Useful for identifying:

  • Best-case performance
  • Ideal execution window
  • System baseline

Average Runtime

Shows typical execution duration.

Useful for:

  • Capacity planning
  • SLA validation
  • Batch scheduling

Maximum Runtime

Shows worst-case execution.

Helpful for finding:

  • Blocking issues
  • Data spikes
  • Lock contention
  • Resource bottlenecks

Example Use Cases

Identify Slow UBEs

Find reports consistently taking too long.

Example:

UBEAverage Runtime
R42565  2 min
R09801  45 min
R55XXX03  90 min

Detect Performance Degradation

Compare current month vs previous month runtimes.

Batch Queue Optimization

Move heavy jobs into separate queues.

Infrastructure Planning

Determine whether:

  • Additional kernel processes are needed
  • Database tuning is required
  • More CPU or memory is needed

Recommended Enhancements

You can further improve reporting by adding:

Additional Filters

AND JCUSER = 'JDE'
AND JCSTDTIM >= '2025-01-01'


Build Dashboards

Use:

  • Power BI
  • SQL Reporting Services
  • Grafana
  • Excel Pivot Reports

to visualize job execution trends.


Final Thoughts

Submitted job performance analysis is one of the most overlooked areas in JD Edwards administration.

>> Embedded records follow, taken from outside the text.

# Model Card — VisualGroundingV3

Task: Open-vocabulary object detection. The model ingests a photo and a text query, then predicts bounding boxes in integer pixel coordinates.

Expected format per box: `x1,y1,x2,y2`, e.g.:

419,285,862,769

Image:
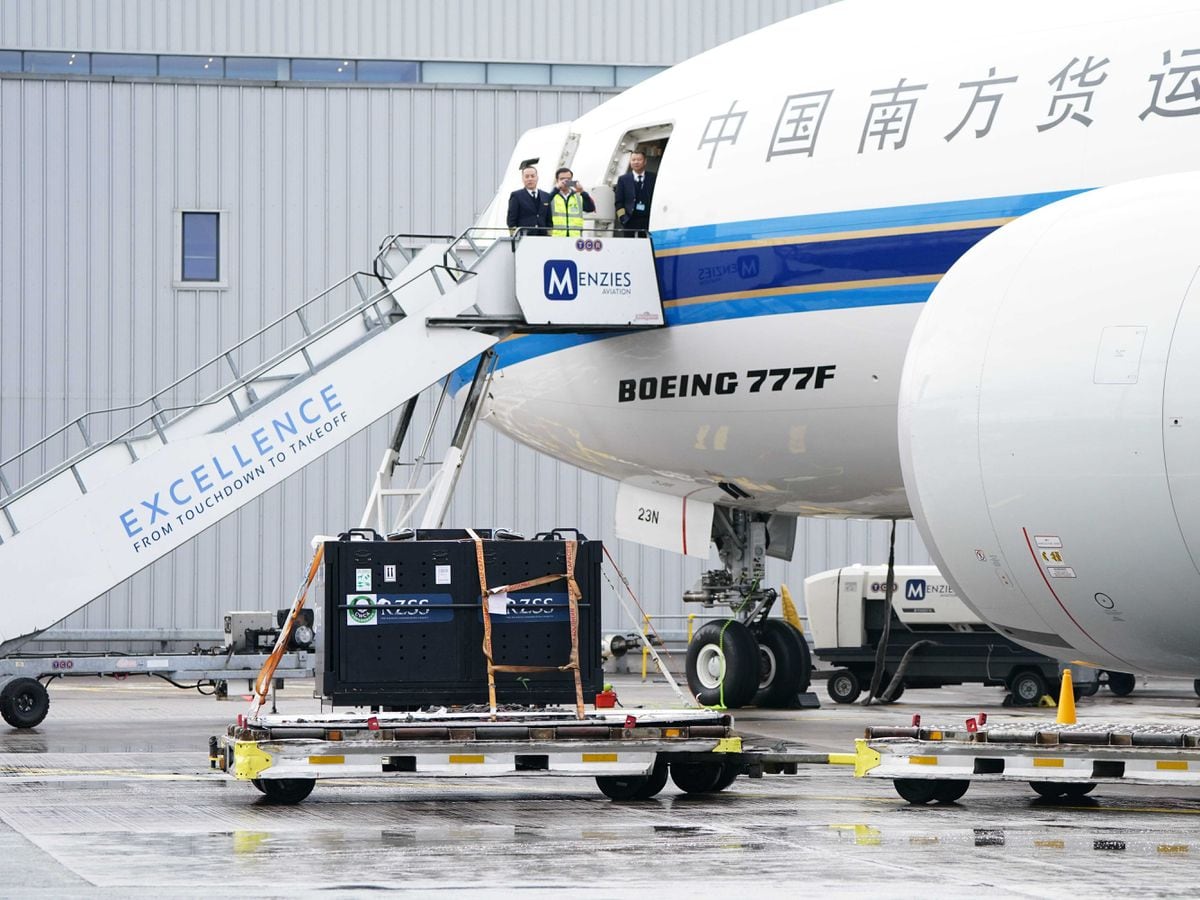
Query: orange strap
467,528,583,719
250,544,325,719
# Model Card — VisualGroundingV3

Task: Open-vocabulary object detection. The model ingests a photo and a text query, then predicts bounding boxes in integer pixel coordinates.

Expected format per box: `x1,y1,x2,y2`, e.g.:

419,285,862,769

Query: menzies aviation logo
541,259,580,300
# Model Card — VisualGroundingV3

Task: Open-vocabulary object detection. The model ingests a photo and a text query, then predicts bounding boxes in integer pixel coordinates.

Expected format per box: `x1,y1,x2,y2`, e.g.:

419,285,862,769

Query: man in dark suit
508,166,550,234
614,150,654,238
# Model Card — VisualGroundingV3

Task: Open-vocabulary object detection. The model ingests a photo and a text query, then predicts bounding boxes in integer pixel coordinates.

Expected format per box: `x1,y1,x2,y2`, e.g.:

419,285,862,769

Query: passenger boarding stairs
0,228,661,654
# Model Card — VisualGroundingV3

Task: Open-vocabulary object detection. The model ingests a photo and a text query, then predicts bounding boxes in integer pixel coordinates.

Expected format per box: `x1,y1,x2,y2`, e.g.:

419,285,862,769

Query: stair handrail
0,256,463,518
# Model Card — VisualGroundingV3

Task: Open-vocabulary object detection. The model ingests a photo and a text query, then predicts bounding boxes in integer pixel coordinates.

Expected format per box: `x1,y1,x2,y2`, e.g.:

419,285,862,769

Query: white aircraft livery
460,0,1200,676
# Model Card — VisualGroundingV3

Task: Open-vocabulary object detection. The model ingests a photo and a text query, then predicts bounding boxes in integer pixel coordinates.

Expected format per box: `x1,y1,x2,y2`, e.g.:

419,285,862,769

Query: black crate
320,529,604,709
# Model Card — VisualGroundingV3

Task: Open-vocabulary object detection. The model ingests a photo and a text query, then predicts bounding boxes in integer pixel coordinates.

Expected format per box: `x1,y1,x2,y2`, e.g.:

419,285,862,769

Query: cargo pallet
209,708,772,803
854,719,1200,804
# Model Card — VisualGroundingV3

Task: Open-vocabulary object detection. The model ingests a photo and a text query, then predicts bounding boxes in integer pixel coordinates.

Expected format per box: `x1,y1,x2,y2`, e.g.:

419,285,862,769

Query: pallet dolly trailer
209,708,829,804
0,650,316,728
854,715,1200,805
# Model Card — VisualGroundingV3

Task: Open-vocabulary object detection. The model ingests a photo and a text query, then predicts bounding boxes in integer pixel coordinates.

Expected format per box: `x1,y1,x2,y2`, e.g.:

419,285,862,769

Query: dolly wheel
259,778,317,805
892,778,937,806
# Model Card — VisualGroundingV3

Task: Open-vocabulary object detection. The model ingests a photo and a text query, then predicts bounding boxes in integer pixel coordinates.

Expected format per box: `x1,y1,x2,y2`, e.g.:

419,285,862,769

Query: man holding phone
550,167,596,238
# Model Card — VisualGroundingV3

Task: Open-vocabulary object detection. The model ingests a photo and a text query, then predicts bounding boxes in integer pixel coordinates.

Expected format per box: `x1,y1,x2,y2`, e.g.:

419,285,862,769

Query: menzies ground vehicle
804,565,1058,706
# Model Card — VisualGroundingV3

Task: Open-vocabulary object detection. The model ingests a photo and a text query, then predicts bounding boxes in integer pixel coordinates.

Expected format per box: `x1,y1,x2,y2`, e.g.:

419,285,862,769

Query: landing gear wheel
260,778,317,805
1109,672,1138,697
0,678,50,728
751,619,808,709
688,619,758,709
892,778,937,806
826,668,863,703
1008,668,1046,707
596,756,667,800
934,778,971,803
671,762,726,793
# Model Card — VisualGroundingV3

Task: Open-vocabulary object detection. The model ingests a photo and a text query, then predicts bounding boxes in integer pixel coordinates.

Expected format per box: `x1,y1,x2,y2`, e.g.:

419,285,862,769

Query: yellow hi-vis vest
550,191,583,238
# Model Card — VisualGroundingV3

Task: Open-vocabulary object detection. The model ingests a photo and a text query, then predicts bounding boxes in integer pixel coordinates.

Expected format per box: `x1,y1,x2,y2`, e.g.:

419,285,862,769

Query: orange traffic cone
1055,668,1075,725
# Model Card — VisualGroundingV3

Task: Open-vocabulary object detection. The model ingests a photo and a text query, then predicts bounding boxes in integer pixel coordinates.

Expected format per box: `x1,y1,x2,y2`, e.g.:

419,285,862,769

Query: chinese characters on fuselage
696,48,1200,169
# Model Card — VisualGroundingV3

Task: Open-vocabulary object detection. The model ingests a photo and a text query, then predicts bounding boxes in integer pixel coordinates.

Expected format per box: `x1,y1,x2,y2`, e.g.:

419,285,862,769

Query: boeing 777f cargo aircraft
463,0,1200,696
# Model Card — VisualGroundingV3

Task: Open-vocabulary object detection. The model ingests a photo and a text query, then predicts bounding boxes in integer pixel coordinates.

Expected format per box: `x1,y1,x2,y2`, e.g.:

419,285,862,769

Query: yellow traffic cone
1055,668,1075,725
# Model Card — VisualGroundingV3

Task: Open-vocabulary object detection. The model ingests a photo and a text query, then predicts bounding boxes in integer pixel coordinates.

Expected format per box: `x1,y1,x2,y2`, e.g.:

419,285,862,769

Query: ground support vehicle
0,647,316,728
209,708,758,803
804,565,1060,706
854,719,1200,804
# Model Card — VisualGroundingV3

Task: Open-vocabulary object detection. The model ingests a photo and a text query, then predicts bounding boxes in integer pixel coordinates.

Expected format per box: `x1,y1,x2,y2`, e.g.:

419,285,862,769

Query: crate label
346,594,378,625
479,590,571,624
487,590,509,616
376,594,454,625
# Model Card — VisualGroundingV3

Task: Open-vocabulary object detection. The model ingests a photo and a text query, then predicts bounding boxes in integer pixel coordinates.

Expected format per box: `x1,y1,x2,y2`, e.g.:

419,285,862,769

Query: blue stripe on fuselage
451,191,1082,390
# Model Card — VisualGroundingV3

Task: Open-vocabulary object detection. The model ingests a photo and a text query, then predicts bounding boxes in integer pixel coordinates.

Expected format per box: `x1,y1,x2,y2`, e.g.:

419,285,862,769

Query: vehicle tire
892,778,937,806
708,760,742,793
1008,668,1046,707
826,668,863,703
671,761,726,793
688,619,758,709
596,756,667,800
1030,781,1067,800
0,678,50,728
751,619,805,709
262,778,317,805
1109,672,1138,697
934,778,971,803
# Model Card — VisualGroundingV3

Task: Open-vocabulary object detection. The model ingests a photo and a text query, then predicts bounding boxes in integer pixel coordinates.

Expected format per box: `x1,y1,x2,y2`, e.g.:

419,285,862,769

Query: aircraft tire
751,619,809,709
1109,671,1138,697
688,619,758,709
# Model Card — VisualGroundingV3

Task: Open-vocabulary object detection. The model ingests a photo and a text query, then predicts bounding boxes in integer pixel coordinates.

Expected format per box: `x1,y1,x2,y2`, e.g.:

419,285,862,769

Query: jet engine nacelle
899,173,1200,677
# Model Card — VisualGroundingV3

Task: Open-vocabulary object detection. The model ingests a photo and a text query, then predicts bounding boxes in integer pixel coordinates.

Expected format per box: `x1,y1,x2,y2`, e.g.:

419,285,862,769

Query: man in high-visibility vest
550,168,596,238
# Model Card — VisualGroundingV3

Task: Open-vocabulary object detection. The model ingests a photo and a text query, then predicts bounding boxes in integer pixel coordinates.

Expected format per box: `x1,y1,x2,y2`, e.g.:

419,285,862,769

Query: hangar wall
0,0,928,648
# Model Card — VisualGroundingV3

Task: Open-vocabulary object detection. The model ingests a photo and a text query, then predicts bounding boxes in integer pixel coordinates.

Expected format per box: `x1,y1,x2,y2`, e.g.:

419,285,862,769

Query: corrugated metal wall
0,0,828,66
0,2,928,648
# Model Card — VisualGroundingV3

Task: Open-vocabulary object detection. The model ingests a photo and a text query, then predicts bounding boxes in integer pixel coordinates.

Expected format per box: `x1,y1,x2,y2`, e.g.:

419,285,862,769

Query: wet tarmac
0,678,1200,898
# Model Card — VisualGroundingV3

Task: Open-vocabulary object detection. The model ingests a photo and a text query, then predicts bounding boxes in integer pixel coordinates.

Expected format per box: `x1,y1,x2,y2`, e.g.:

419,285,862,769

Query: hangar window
175,210,229,287
158,56,224,78
25,52,91,74
91,53,158,76
226,56,288,82
292,59,354,82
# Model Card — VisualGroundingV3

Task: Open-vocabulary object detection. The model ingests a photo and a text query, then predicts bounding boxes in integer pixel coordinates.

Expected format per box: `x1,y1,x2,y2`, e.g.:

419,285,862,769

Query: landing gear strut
683,506,812,709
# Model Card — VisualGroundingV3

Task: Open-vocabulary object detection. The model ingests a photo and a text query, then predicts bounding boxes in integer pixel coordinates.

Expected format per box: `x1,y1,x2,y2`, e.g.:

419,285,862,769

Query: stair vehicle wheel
934,778,971,803
260,778,317,805
751,619,806,709
596,756,667,800
0,678,50,728
688,619,758,709
1109,672,1138,697
892,778,937,806
1008,668,1046,707
826,668,863,703
671,761,726,793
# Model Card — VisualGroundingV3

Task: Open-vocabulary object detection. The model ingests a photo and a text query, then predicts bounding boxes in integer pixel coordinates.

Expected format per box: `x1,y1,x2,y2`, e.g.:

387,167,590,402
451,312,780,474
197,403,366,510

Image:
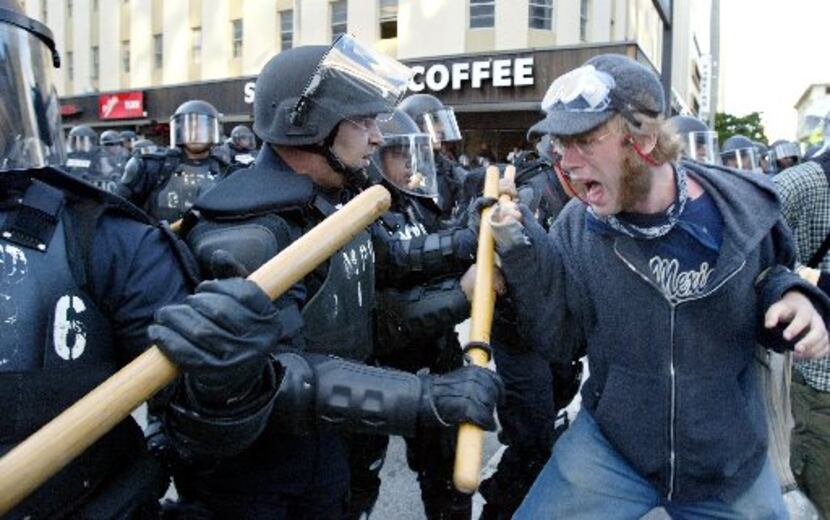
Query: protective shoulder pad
194,166,314,219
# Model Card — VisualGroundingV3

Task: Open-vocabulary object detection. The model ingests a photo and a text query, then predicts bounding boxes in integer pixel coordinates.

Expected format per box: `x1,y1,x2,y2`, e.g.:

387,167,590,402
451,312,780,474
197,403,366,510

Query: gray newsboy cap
528,54,665,137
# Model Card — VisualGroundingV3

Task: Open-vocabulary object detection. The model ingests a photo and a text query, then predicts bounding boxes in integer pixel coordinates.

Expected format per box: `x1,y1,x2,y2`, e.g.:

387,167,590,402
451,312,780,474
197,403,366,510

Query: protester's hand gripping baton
453,166,516,493
0,186,391,516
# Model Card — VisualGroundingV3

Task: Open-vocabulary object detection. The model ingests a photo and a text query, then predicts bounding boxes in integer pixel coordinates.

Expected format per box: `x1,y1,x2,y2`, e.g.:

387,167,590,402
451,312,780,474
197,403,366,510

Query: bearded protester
491,55,830,519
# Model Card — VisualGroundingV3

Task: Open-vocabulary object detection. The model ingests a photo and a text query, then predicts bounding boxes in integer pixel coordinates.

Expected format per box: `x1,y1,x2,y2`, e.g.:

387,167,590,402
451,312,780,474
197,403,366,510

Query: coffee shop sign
409,56,533,92
243,56,533,104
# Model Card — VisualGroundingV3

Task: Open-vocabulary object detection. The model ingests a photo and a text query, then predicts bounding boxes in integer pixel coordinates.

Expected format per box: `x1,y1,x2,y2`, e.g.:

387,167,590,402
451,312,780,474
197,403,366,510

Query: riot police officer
348,109,480,519
720,134,762,172
769,139,801,173
225,125,256,168
670,115,720,164
0,0,187,518
400,94,467,220
118,100,228,222
464,128,582,520
151,36,499,518
65,125,98,182
118,130,141,155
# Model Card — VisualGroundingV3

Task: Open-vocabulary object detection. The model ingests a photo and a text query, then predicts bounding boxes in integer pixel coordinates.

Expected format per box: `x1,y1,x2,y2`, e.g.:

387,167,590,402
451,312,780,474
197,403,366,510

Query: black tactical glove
148,278,282,404
418,366,504,431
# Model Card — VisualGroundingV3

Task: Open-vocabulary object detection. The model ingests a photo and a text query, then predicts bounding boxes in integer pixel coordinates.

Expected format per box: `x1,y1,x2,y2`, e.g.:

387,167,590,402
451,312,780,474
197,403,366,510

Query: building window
121,40,130,74
470,0,496,29
90,45,101,79
331,0,349,40
380,0,398,40
579,0,591,42
190,27,202,65
278,9,294,51
231,19,242,58
153,34,164,69
528,0,553,31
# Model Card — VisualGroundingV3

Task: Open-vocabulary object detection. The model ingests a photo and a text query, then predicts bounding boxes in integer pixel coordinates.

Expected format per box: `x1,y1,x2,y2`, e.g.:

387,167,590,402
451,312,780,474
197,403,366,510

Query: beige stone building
24,0,712,154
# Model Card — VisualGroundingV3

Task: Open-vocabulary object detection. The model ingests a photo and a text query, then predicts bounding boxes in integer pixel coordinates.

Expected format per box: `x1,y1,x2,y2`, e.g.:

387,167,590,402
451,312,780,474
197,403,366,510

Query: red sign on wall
98,91,144,119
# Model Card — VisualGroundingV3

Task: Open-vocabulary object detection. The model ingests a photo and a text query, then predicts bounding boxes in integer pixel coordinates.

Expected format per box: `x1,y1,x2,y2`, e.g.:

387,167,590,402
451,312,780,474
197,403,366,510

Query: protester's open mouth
582,180,603,204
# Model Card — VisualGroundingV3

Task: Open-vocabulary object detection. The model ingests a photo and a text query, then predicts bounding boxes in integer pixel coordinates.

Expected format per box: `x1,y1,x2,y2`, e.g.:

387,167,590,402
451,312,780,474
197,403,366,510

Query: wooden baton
0,186,391,516
453,166,515,493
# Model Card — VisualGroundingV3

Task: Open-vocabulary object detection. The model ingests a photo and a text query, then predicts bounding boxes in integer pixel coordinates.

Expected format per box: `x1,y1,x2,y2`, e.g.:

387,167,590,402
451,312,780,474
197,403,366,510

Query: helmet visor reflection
0,23,66,171
721,148,761,171
418,107,461,144
170,114,219,146
372,134,438,197
681,131,720,164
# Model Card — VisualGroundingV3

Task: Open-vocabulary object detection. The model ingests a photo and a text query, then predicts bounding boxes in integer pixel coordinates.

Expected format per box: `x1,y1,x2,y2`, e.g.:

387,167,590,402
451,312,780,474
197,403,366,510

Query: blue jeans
513,410,788,520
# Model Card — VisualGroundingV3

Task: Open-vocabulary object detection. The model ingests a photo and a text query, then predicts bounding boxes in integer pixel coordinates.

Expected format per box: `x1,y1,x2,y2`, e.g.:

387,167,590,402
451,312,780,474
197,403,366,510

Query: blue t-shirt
619,192,723,300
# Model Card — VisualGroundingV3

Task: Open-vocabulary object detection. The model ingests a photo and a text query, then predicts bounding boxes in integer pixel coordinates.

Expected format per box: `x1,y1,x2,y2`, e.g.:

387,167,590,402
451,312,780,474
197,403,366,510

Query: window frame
329,0,349,41
231,18,245,58
277,9,294,51
527,0,554,31
467,0,496,31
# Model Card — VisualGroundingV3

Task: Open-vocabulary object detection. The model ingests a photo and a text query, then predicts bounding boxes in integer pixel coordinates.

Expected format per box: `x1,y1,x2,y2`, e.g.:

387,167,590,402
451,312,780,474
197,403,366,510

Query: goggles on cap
542,65,616,112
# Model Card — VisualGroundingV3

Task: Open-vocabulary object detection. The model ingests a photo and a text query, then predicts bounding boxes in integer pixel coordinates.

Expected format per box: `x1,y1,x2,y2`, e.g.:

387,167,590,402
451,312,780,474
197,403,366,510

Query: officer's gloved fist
467,195,498,235
418,366,504,431
153,278,282,402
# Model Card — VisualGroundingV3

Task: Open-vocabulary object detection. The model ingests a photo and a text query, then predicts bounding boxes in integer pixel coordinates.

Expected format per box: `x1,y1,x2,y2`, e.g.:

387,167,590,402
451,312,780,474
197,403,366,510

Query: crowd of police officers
0,0,824,519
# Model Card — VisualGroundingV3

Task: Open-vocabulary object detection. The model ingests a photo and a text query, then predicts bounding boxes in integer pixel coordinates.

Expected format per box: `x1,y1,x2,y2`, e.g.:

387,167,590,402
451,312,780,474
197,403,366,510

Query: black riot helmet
230,125,256,152
66,125,98,153
669,115,720,164
399,94,461,146
769,139,801,169
101,130,121,146
371,109,438,198
720,134,761,172
254,34,412,184
133,139,159,155
170,99,220,147
0,0,66,171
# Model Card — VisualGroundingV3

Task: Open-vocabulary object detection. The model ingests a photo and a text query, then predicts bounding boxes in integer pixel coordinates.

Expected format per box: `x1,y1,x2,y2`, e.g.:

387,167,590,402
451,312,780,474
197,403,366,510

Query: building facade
24,0,712,158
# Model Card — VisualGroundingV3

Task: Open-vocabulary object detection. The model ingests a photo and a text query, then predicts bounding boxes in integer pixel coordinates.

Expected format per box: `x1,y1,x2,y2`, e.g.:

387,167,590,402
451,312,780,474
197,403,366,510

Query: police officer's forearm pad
164,363,278,459
274,352,421,436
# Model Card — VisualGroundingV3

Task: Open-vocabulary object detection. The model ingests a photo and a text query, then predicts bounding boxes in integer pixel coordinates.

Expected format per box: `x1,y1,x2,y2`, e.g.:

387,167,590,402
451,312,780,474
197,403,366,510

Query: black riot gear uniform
348,110,472,519
117,100,229,222
458,152,582,520
400,94,467,219
118,130,141,154
0,0,197,519
156,37,498,518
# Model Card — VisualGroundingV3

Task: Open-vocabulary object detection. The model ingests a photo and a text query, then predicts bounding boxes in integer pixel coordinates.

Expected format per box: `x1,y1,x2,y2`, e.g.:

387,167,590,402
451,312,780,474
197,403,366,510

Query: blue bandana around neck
586,166,721,254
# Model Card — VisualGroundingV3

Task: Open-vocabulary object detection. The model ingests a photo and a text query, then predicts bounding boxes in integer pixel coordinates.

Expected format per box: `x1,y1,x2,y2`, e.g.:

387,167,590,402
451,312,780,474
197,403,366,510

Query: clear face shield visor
66,135,98,153
720,148,761,172
372,134,438,197
769,143,801,161
416,107,461,146
0,22,66,171
680,131,720,164
170,114,219,147
300,34,412,130
231,134,256,151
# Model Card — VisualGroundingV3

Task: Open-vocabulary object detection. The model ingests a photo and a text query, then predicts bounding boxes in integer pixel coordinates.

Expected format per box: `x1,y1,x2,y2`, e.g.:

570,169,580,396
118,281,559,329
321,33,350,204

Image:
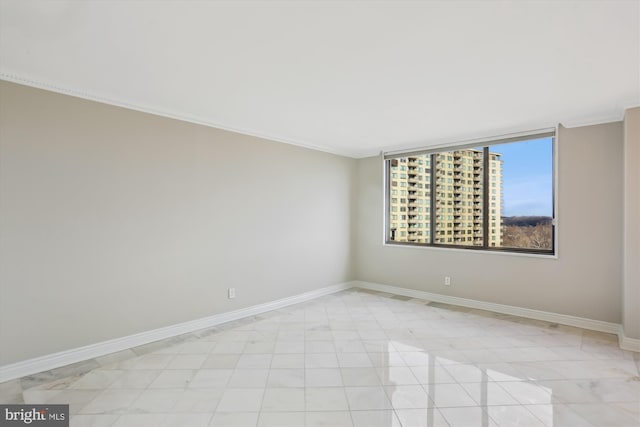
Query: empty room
0,0,640,427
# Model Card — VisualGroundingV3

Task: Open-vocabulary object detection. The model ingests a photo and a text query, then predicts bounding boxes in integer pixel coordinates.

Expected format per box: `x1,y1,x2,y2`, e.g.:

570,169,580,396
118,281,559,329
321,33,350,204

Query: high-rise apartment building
389,149,502,246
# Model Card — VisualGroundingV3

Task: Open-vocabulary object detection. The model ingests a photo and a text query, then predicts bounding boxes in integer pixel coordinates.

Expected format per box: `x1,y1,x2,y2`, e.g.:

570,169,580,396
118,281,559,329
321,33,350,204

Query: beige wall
622,107,640,339
354,123,623,323
0,82,355,365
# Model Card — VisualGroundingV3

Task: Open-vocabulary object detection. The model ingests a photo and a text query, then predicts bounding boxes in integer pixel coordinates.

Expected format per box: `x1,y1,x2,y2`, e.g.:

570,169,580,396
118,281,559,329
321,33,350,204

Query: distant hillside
502,216,551,227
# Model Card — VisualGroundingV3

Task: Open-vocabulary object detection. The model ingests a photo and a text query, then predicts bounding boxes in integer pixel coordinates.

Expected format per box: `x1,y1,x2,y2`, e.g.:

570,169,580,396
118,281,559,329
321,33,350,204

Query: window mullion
429,154,438,245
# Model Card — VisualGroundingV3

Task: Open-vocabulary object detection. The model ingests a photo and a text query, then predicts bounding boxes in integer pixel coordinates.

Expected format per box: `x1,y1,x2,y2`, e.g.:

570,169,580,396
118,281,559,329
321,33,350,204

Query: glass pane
435,148,483,246
490,137,553,250
388,155,431,243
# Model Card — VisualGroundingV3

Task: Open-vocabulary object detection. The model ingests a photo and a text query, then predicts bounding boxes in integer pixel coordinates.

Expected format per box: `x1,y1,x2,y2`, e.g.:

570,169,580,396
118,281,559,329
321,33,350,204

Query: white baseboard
354,281,620,334
0,282,354,383
0,280,640,383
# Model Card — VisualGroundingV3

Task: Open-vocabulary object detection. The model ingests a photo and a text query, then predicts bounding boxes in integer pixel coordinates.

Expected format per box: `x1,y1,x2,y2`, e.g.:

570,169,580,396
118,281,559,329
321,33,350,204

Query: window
385,131,555,254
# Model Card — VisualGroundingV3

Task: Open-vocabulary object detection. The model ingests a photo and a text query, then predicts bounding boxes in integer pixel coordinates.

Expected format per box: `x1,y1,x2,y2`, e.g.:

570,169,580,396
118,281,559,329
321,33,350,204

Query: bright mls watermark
0,405,69,427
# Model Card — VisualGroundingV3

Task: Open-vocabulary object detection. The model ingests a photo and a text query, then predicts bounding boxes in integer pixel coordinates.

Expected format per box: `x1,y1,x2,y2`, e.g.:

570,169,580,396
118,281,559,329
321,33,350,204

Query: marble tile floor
0,289,640,427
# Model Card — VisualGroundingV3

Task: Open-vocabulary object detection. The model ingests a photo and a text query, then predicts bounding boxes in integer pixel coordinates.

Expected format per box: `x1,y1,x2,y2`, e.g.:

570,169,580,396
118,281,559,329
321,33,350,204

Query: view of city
388,140,553,251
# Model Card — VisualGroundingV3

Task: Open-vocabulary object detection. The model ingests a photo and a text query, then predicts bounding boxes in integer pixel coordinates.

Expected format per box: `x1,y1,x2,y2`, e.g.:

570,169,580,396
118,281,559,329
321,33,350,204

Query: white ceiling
0,0,640,157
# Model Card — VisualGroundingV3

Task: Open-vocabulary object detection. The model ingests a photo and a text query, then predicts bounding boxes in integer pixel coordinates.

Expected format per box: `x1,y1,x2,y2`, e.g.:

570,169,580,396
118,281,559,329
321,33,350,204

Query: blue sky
490,138,553,216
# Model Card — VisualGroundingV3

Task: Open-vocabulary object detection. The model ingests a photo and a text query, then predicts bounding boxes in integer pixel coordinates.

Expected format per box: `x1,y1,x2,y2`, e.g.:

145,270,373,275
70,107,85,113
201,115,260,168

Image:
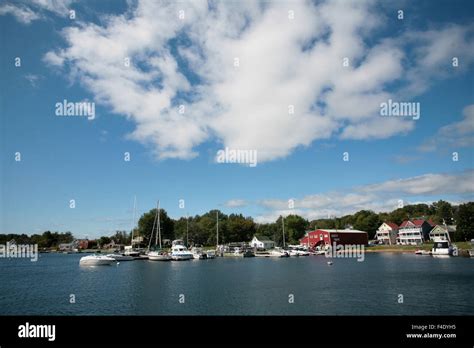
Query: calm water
0,253,474,315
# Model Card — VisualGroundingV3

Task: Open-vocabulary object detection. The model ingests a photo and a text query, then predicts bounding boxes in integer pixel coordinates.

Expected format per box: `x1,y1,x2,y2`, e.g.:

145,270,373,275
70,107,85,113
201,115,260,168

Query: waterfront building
375,222,398,245
397,219,434,245
250,236,275,250
430,225,456,241
300,229,369,248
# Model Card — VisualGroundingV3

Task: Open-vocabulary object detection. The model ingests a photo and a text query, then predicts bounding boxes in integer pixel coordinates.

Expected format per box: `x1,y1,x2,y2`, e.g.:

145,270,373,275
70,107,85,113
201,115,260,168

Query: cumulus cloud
0,3,40,24
224,199,248,208
256,170,474,223
0,0,75,24
44,1,473,162
418,104,474,152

Using the F986114 table, CNC administrators can quickly identify:

  • Slow-running reports
  • Runtime inconsistencies
  • Capacity issues
  • Scheduling bottlenecks
  • Growth-related performance degradation

Regular monitoring of submitted jobs helps maintain stable batch processing and improves overall EnterpriseOne system performance.